A survey from the National Bureau of Statistics shows that in 2011, only 5.9% female representation was recorded in state assemblies. Out of this number only 9.8% were chairpersons of committees within the assemblies in that year.
In state civil service across the country, only 35.5% women occupied senior positions from 2010 -2013 as against 64.5% men in similar positions. The patterns are repetitive both at the federal levels, ministries, departments and agencies; going up the ladders of politics means scantier female representation.
In corporate Nigeria, only 11.7% of board directors are female. We can list them off the fingers of both hands.
For a country where women constitute roughly half of the population and thus potentially half of the work force, these numbers are infinitesimal.
It is quite easy for these discussions to be dismissed by some as one of the many things wrong with the fight for gender equity, arguing that the problem is non-existent and the fuss is meaningless.

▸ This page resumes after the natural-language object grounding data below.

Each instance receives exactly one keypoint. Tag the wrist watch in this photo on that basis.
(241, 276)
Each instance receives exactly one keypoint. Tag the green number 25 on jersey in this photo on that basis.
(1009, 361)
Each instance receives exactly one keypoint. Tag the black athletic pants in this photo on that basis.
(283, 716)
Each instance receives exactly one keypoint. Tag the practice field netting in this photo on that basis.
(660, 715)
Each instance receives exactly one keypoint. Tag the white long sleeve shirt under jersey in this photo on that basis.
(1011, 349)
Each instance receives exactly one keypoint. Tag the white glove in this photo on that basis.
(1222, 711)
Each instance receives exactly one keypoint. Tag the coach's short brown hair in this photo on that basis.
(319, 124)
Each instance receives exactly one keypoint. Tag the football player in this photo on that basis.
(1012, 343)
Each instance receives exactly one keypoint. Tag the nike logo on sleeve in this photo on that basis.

But the statistics speak for themselves. The World Economic Forum says it will take another 170 years to close the gender gap between men and women in pay and employment opportunities alone.
Women are hindered by a lot of things including self-limiting beliefs, cultural bias that include the pressure to put family first, and lack of enabling environment to instances where women are believed to be set-up to fail in certain positions and then paraded as instances where the women-in-leadership option was explored and back-fired woefully. You can cite a few examples in our local context.
The argument is not that women are better managers or better executives than men but that gender balance and equity provides for a stronger workforce that propels a blend of ideas, synergies and perspectives that create dynamic teams.
“Sometimes a symbol helps us become whole,” said New York Mayor, Bill de Blasio at the installation of the Fearless Girl statue.
To be whole requires that we not remain passive, indifferent or antagonistic to the fact that these divides exist and it will take both men and women, personally making changes first in mindsets about cultural expectations and then in action, for the gaps to begin to close.
Women should be allowed to choose their paths in life without being scorned for the choices they make. Women must begin to lose the bias that is associated with women leaders and executives as being less feminine and less womanly than the rest. Those in leadership roles must be celebrated and encouraged to mentor and raise protégés.
Above all, men must realize that the fight is for fairness and enabling platforms irrespective of gender and not for supremacy, and take up active roles in their workplace and local communities to stand for fairness.
We cannot wait 170 years to provide women world over with the enabling platform to lend their voices building sustainable businesses and economies around the world.
Kay Ugwuede
Kay Ugwuede is an Online Content Producer at BusinessDay Media Ltd.